Saving for Retirement? How about Saving for Healthcare at Retirement….

When saving for retirement we often focus on our 401k, brokerage account, and life insurance. However, keep in mind that an HSA account is a great way to set funds aside for our retirement years.

The federal government designed HSAs to make it easier to afford health insurance. Those who are eligible can reduce health insurance premiums and save tax dollars, too. Former President Bush realized that our aging Americans would be faced with enormous health premiums and bills during retirement years. HSAs were created as a vehicle to save funds to be used for Medicare premiums, the fees and services associated with rising healthcare as well as Long Term Care premiums. These plans are now offered by 57 percent of employers as a plan option. That number will increase to 62% in 2013 and 71 percent through 2018 according to a 2012 survey by the Midwest Business Group on Health and the Benfield Group. Part of the increase interest in HSA will be the Healthcare mandate and the affordability of these plans.
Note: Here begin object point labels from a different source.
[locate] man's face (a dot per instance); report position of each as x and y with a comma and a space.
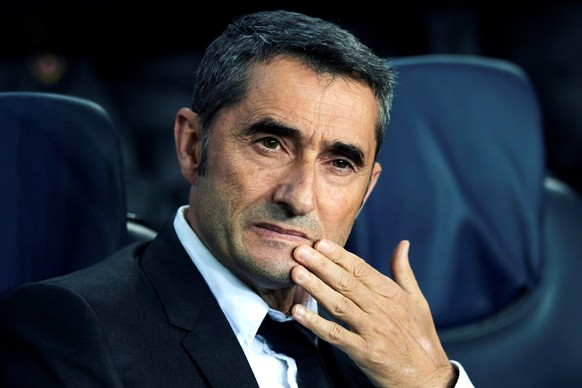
289, 165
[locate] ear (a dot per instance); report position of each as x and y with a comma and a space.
188, 139
376, 170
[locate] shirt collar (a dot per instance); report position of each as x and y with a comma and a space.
244, 309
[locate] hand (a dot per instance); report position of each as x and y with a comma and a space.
392, 338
To qualify for an HSA account, you must participate in a High Deductible Insurance Plan, not be listed as a dependent under someone else’s tax return, and are not enrolled in Medicare. These plans allow you to control your cost and pay lower premiums. Along with the lower premiums you are allowed to set aside funds in an HSA bank account. These funds are used to pay for all medical services covered by your insurance policy and even some that are not under your policy (such as dental, vision, and OTC as long as you have an prescription for them - http://www.irs.gov/publications/p969/ar01.html#en_US_2011_publink1000259135 ). Funds that are not used in the plan year are carried over each year.

How does it work? Your funds are deducted from your paycheck on a pre-tax basis and sent directly to your account. If you are on an individual plan, they are tax deductible (just be sure to let your tax preparer know you are participating in an HSA plan). Funds spent on medically eligible services (see link above or refer to the irs.gov website for a list) are paid with tax free funds and your account grows tax free.

An HSA account is like an IRA on steroids. With a traditional IRA or 401k, if you are eligible, you take a deduction when you put money in. The money grows tax-deferred, and then you pay taxes when you withdraw it. With an HSA, you take the same deduction when you contribute money, but when you use the money in your HSA for medical expenses and qualified health insurance premiums, it comes out tax-free. Where else do you get to contribute tax-deductible dollars and withdraw them tax-free?

This year’s maximum HSA amount for an individual is $3,100. If you have dependents the maximum is $6,250

The cost of healthcare at retirement is predicted to be one of the major expenses, if not a major expensive item, during your retirement (read interesting article in the link below ).

It’s time to think about healthy decisions now for your future!